Isso, na prática, vai inviabilizar o diagnóstico e dificultar o atendimento. Uma coisa é fazer testes para diagnosticar casos suspeitos em pequeno número, como temos visto por aqui. Isso o país faz bem. A outra é colocar na rede pública, na base do atendimento. É só ver a precariedade e a subnotificação dos casos de dengue, há décadas entre nós.

E quantos casos de Covid-19 poderemos esperar no Brasil, quando o vírus circular?
Uma estimativa da Universidade de Harvard previu que entre 40% e 70% da população mundial contrairão o vírus, mas que a imensa maioria dos casos será branda. Segundo a OMS, a taxa de letalidade está em 2%. Isso é muita gente. (Para uma população global de cerca de sete bilhões de habitantes, se 50% se infectarem, isso representará 140.000.000 de mortes.) É preciso ver a questão de escala para entender a gravidade do problema.

O que o senhor recomenda?
Que o governo brasileiro analise a possibilidade de universalizar a vacina da gripe, isto é, que passe a oferecê-la para toda a população e não apenas para grupos específicos, mais vulneráveis, que não chegam a 50% da população.

Por que a de gripe? O que isso traria de benefícios?
Em primeiro lugar, reduziria a carga sobre os hospitais, pois menos gente desenvolveria casos graves de gripe. Não há vacina contra o coronavírus. Então qualquer um pode adoecer e procurar um hospital. Mas, se reduzirmos os casos de gripe, causados por vírus influenza, que pode ser amenizada pela vacina (ela não evita, mas reduz a gravidade da doença), teremos menos gente precisando recorrer a hospitais e abriremos espaço para os casos de Covid-19.

A vacinação universal contra a gripe é viável no Brasil?
Montar uma campanha de vacinação e obter o número de doses necessárias para vacinar milhões de pessoas é algo extremamente complexo, que não se faz da noite para o dia. A produção de vacinas não é trivial, tampouco a preparação para distribui-las e imunizar a população. Também custa caro. Mas tratar qualquer doença custa sempre muito mais do que preveni-la. O Brasil tem expertise para grandes campanhas. É questão de vontade política e de preparação.

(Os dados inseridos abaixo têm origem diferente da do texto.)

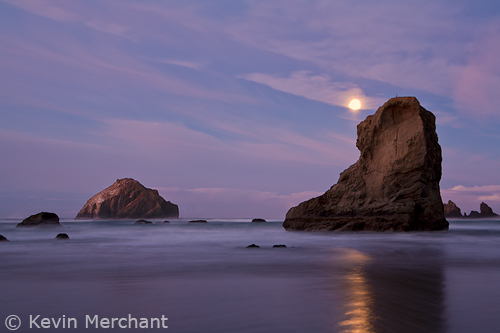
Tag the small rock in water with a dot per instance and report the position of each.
(42, 219)
(143, 222)
(62, 236)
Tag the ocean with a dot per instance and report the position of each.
(203, 278)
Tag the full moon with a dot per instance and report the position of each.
(355, 104)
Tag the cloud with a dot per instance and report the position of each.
(261, 145)
(315, 87)
(469, 198)
(231, 202)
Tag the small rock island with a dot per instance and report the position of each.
(451, 210)
(127, 199)
(43, 219)
(394, 186)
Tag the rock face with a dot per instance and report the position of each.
(394, 186)
(62, 236)
(42, 219)
(127, 199)
(451, 210)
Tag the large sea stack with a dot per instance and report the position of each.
(394, 186)
(127, 199)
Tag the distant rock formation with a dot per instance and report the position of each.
(62, 236)
(42, 219)
(143, 222)
(127, 199)
(486, 212)
(394, 186)
(451, 210)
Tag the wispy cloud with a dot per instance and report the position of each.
(232, 202)
(469, 198)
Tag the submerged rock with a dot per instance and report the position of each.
(394, 186)
(198, 221)
(486, 211)
(42, 219)
(127, 199)
(62, 236)
(451, 210)
(143, 222)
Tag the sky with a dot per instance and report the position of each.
(235, 109)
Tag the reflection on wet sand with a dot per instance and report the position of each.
(400, 292)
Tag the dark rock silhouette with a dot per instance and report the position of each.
(127, 199)
(451, 210)
(486, 211)
(42, 219)
(143, 222)
(62, 236)
(394, 186)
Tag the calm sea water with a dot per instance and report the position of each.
(204, 279)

O senhor acha que o Brasil está preparado?
Definitivamente, não. Temos condição para diagnosticar casos isolados como esse que vimos agora, para detectar casos que estejam entrando. Nossos laboratórios e centros de referência são muito bons. Mas mesmo assim é limitado. Acho pouquíssimo provável que esse primeiro caso tivesse sido identificado tão depressa, se não tivesse sido atendido num hospital com a estrutura do Albert Einstein. O grande problema veremos quando a doença deixar de ser rara aqui e chegar no atacado.

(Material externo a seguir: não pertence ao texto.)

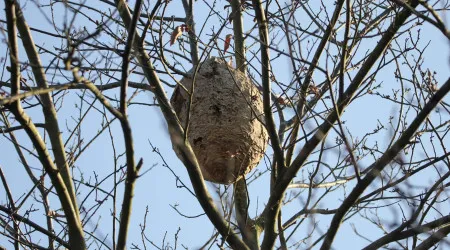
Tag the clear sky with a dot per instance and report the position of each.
(158, 189)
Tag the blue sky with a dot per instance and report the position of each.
(157, 189)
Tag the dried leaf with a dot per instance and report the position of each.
(227, 42)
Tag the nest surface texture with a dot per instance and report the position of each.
(225, 128)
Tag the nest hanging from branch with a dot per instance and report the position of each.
(225, 128)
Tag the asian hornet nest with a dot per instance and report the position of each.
(225, 123)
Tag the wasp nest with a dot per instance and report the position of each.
(225, 128)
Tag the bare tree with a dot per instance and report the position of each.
(353, 99)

Mas não foram estabelecidos recomendações e protocolos?
Sim, no papel. E não acessíveis a todos. A rede do SUS, que atende à imensa maioria da população, opera em condições precárias, sem precisar de Covid-19. Veja se há nas UPAs condições de identificar imediatamente um caso possivelmente suspeito, se alguém que entra com sintomas recebe máscara cirúrgica, daquelas comuns. Ou se ele fica lá misturado a todos os outros pacientes. Veja se os profissionais de saúde estão de máscara. Falamos de um vírus altamente transmissível e para o qual a única proteção são os cuidados básicos. E isso não temos.